City officials said the county's move wasn't unexpected. There will now be a four-month review period with a public hearing tentatively set for the first week of March and final decision on the annexation by the board then. "Whatever the board decides, I bet there will be appeals," Cernich said.
Service agreements not done
A memo from Dennis Derickson, a Snohomish County principal planner, to the council recommended that the county oppose the annexation and invoke the jurisdiction of the BRB because, among other reasons, Interlocal Agreements between the county and city on a number of services are not in place. Those agreements are required under Snohomish County policy before cross-county annexations occur. "The county's primary concern is that there's a proper hand-off of responsibilities during annexations," Derickson said later in the week, adding that "specific contractual agreements" must now be worked out.
There has also been opposition from a number of county departments. Snohomish County Sheriff's Office representatives question the legality of the city's proposal to use the King County officers to patrol Grace. Sheriff Rick Bart would also like for his office to have the chance to bid for enforcement contracts with the city. Fire District 7's board of commissioners unanimously oppose the annexation, fearing an "immediate loss of revenue" as well as disruption of long-range fire station location planning.

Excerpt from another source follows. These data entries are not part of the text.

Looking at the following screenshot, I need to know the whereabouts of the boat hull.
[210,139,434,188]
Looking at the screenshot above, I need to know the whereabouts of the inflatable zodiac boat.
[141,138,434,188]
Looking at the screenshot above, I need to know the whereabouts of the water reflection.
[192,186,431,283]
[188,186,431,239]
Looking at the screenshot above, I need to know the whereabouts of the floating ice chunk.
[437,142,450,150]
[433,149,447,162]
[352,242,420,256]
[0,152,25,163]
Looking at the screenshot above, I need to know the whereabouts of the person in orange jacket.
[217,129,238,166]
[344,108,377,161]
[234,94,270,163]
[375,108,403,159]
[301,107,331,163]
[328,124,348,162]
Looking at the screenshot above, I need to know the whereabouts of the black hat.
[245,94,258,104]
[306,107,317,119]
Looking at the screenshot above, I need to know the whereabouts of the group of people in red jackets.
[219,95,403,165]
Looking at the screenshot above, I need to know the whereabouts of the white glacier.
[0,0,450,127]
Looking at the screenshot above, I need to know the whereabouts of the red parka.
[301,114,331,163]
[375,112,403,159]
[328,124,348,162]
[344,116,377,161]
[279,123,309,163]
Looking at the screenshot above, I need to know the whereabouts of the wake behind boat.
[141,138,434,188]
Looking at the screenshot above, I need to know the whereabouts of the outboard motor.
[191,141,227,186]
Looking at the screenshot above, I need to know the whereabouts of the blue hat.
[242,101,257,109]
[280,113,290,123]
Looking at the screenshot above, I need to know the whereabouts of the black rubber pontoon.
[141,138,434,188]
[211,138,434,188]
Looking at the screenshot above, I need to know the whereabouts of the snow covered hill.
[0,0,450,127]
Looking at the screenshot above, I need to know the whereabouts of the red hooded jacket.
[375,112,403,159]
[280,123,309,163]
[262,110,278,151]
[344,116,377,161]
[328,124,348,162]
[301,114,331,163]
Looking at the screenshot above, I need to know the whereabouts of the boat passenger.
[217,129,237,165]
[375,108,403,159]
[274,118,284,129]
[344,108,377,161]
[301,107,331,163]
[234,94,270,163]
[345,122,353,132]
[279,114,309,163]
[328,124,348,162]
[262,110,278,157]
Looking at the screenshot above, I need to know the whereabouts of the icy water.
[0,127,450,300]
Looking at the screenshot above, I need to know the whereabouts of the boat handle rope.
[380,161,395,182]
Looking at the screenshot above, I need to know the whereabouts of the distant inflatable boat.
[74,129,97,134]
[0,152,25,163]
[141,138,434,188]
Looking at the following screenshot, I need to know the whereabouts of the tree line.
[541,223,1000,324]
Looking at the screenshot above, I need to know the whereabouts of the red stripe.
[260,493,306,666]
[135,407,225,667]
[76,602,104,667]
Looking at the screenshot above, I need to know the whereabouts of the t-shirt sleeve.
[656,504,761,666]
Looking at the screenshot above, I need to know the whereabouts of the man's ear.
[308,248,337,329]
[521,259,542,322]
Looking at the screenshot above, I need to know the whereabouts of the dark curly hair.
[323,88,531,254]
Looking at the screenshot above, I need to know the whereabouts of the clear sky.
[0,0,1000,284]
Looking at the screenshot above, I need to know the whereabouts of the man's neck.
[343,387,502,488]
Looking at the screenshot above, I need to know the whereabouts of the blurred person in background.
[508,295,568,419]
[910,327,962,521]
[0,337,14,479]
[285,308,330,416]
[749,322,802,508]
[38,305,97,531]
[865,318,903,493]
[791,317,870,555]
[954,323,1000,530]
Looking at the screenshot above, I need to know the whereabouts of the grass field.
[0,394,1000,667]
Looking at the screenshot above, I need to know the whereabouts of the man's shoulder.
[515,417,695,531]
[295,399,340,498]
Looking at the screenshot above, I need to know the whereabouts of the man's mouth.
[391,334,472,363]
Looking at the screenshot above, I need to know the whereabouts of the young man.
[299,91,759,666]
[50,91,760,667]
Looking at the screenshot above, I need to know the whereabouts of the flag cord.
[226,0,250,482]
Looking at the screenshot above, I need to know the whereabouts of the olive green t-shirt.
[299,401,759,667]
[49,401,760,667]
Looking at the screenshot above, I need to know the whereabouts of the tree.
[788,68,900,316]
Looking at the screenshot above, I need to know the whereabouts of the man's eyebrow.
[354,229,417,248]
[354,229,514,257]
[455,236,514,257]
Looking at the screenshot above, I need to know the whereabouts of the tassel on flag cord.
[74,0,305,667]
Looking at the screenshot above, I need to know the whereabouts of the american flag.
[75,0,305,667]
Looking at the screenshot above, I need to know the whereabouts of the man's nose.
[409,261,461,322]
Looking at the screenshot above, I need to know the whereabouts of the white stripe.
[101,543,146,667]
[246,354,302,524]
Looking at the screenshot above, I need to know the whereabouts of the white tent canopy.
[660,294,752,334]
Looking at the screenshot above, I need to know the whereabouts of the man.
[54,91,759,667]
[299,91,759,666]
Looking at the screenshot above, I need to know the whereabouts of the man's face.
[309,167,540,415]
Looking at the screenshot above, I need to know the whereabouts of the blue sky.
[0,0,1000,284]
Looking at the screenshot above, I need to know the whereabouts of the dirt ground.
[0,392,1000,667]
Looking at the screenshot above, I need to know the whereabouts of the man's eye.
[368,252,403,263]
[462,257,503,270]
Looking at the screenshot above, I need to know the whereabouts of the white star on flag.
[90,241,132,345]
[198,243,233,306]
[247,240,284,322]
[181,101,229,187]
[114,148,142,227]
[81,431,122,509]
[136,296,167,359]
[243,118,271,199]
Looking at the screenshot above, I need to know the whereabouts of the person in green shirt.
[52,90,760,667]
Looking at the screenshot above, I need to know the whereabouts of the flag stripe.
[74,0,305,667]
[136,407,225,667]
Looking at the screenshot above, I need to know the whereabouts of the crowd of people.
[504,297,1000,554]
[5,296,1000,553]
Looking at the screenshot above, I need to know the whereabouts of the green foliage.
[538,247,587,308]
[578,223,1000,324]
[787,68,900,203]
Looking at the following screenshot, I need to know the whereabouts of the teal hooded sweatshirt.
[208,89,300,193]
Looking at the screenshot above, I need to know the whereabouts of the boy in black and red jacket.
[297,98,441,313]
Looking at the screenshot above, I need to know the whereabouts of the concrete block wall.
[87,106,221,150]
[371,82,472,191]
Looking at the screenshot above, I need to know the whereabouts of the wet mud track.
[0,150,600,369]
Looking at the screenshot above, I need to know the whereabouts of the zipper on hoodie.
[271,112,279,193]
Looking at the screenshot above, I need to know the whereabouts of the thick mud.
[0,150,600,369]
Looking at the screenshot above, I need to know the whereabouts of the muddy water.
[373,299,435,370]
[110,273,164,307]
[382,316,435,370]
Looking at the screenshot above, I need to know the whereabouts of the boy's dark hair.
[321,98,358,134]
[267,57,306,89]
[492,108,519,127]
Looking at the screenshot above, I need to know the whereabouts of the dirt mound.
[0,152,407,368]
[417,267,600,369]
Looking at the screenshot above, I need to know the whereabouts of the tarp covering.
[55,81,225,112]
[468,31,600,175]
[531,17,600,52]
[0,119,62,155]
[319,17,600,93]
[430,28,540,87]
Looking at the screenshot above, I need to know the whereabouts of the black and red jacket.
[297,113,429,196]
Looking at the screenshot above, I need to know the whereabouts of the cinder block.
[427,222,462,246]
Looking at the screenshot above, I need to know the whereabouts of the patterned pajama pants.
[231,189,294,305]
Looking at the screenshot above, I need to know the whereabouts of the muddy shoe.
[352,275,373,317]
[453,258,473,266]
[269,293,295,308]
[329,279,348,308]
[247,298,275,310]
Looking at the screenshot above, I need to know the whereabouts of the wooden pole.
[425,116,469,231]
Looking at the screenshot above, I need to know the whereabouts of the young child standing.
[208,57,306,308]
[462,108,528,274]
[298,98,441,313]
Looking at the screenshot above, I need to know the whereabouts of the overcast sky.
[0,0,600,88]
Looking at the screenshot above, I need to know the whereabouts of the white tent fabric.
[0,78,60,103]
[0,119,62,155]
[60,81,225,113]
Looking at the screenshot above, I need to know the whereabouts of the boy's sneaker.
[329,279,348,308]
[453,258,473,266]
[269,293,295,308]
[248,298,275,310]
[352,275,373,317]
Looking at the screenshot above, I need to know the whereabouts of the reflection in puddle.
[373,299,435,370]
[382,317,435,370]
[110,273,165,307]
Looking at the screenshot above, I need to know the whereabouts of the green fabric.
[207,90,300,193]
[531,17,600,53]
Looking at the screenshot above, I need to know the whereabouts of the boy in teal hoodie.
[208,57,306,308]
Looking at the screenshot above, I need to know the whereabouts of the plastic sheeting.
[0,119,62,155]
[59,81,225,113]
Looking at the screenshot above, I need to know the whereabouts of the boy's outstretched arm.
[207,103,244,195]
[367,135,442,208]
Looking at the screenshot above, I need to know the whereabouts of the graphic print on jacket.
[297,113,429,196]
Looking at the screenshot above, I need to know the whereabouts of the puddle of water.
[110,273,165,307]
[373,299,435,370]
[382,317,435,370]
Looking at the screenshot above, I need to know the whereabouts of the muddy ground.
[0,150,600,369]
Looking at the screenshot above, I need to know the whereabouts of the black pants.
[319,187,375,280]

According to plans, Woodinville Fire and Life Safety District would serve Grace, an area traditionally covered by District 7. Fire Chief Rick Eastman says that there has been no ongoing negotiations between his district and the city. County Public Works wonders who would be responsible for an upcoming Woodinville-Snohomish Road project, and director of the Sno-Isle Library System worries about loss of $21,583 in revenue, and questions where the city's estimate of losses of just $14,672 came from. Sno-Isle taxes at $.50 per $1,000 of assessed value; Grace is worth $43 million, according to the county. Woodinville City Manager Roy Rainey said the next four months would "provide time to work the issues out and that's what we intend to do without exception."
Grace wants out
A majority of property owners in Grace, with the support of Woodinville, have been attempting to annex to the city for the past four years. Grace, populated by nine residents, would bring in substantial revenue to the city, but take away from the county. Earlier this year, the city estimated Grace would produce $325,000 in revenues from sales tax, property tax, surface water assessments and population allocations a year, and cost $150,000 a year to provide public safety, code enforcement, water and road services. In the coming years Grace is expected to grow. A $35 million, seven-building business park has been planned for 32-acres there.